ダンジョンを軽トラで走りまわったお嬢さま、伝説になる

藤原くう

第1話 そうして伝説となった、ですわ…

 はじまりは、ショート動画だった。


 撮影者はダンジョンシーカー。ダンジョンを探索する者といえば聞こえはいいが、無茶なことをすることが売りの実況者である。


 男は、自撮り棒片手に、ダンジョンへ。カメラはすでに回っている。もう片方の手には、棍棒みたいなライト。日本なら軽犯罪法に引っかかりそうなそいつで、壁をコンコン叩きながら歩いていた。


「ダンジョンっても、大したことねえなあ」


 早口の英語は、暗闇の中へと吸いこまれていく。男はNY生まれNY育ち、怖いことには多少なりとも慣れていた。ケンカだって得意だし、拳銃くらいなら見慣れたものだ。


 ――怖いものなんかねえ。


 少なくとも、そのつもりだった。


 数分後、男はダンジョンに入ったことを後悔していた。


「な、なんなんだ、あのモンスター!?」


 画角なんて気にする余裕はなかったし、動画を撮っていることなんて忘れ、ただ、男は逃げていた。

 

 その背後から、モンスターが追いかけてきていた。

 それは、ヒト型をしたなにかであった。ドロドロとしたものを垂れ流しながらせまってくる姿は、ゾンビのよう。しかも数が多い。


 男は、ただひたすらに逃げつづけていた。ライトでぶん殴っても効果があるように見えなかったのだ。


 しかし、しつこい。男が疲れるのを待っているかのように、そのモンスターはどこまでも追いかけてくる。


 と、男は石ころに躓いて倒れてしまった。毒づき、からだを起こそうとして、モンスターが足元に立っていることに気がついた。


 見下ろしてくる空虚な瞳に、男の股間がじわっと濡れて――。


 突然現れた軽トラが、モンスターらをひいていった。


「ファッ――」


 汚い言葉をかき消すように、ボウリングのピンのように飛んだモンスターが壁に激突し、べしゃりと液体をまき散らす。
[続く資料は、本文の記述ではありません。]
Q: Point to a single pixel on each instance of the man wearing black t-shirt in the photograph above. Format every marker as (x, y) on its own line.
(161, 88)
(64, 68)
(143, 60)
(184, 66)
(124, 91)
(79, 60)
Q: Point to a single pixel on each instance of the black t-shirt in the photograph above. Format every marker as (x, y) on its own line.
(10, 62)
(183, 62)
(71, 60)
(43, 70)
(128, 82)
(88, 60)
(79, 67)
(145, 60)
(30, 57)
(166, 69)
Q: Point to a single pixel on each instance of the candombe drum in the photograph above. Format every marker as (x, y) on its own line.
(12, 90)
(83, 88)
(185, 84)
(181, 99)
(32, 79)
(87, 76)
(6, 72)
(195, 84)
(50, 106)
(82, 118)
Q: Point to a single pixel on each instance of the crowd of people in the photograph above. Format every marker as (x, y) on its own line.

 キキィーっと、黒板をひっかいたような音が鳴る。灰色の煙がもくもくと上がり、タイヤの焦げる、イヤなにおいが漂った。


「な、なにが……」


 男は、おそるおそる音がした方を見る。


 そこには白い車があった。男が一度もNYでもLAでも目にしたことがないコンパクトな車。ピックアップトラックに似ていたが、それにしては小さいし、クールじゃない。


 だが、なによりも。


「あーもう! わたくしの邪魔しないでくれます!?」


 聞こえてきたのは意外な言葉だ。早口だったから男には何を言っているのかわからなかったが、少女の声、しかも英語ではない。
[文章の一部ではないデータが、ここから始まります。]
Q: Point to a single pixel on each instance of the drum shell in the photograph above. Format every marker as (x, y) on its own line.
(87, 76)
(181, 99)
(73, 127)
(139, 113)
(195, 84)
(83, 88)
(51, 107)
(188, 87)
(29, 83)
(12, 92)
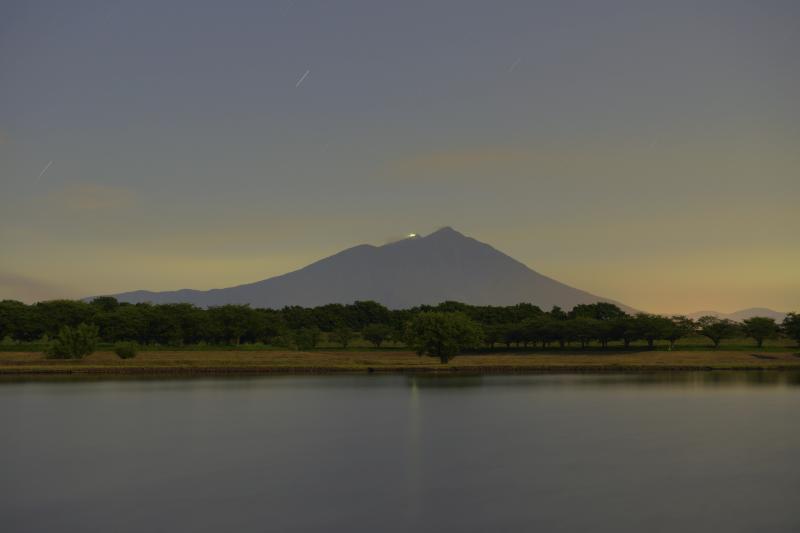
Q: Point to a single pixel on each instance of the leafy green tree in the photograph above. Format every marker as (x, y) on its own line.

 同時に車がギュルギュル動く。モンスターを乗り越えるたび、ぐちゃぐちゃという水音がした。


 男は、白い車の右側に、誰かが乗っているのに気がついた。チラリと見えたロングの髪、若い女だろうか。


 彼女は、男に気がつくと、慌てたようにハンドルを握りしめ。


「やっば、人がいるじゃない……! 逃げるのですわ!」


 言うなり、タイヤをスピンさせ、車をバック。きれいなターンをして、去っていった。




 『アメイジング・ミニ・トラック』

 そんな名前とともに、動画配信サイトに投稿されたこの動画は、全世界で1000万回再生されることとなった。




 さてここに、一人の少女がいる。


 名は甘露寺スミレ。甘露寺家の子女として、蝶よ花よと育てられた彼女は、今どきの子らしく、スマホ片手に動画を見ていた。


 いつもなら、くだらない動画を見て笑っている顔も、今夜ばかりは、ひどく青ざめていた。


「ヤッベぇですわ」


 リンゴ印のスマホでは、くりかえしくりかえし、同じ動画が再生されている。


 純白の軽トラがやってきては、ヒト型のモンスターをひき殺されていく動画。勢いがあるので、顔は見えなかったが、軽トラであることと、ドライバーが日本語を発していることは、日本人なら誰でもわかる。


「絶対、ヤバい……!」


 コメント欄では、ドライバーについて、大論争が繰りひろげられている。ムキムキマッチョのお姉さん、あるいは農家のおばあちゃんで、声はお孫さんが発した……などなど。


 だが、実際はどれでもない。


「じいやにバレましたら、免許が取れなくなっちゃいますの!?」


 現在、高校三年生。進路よりも、運転免許証にあこがれているスミレこそ、あの軽トラのドライバーなのだった。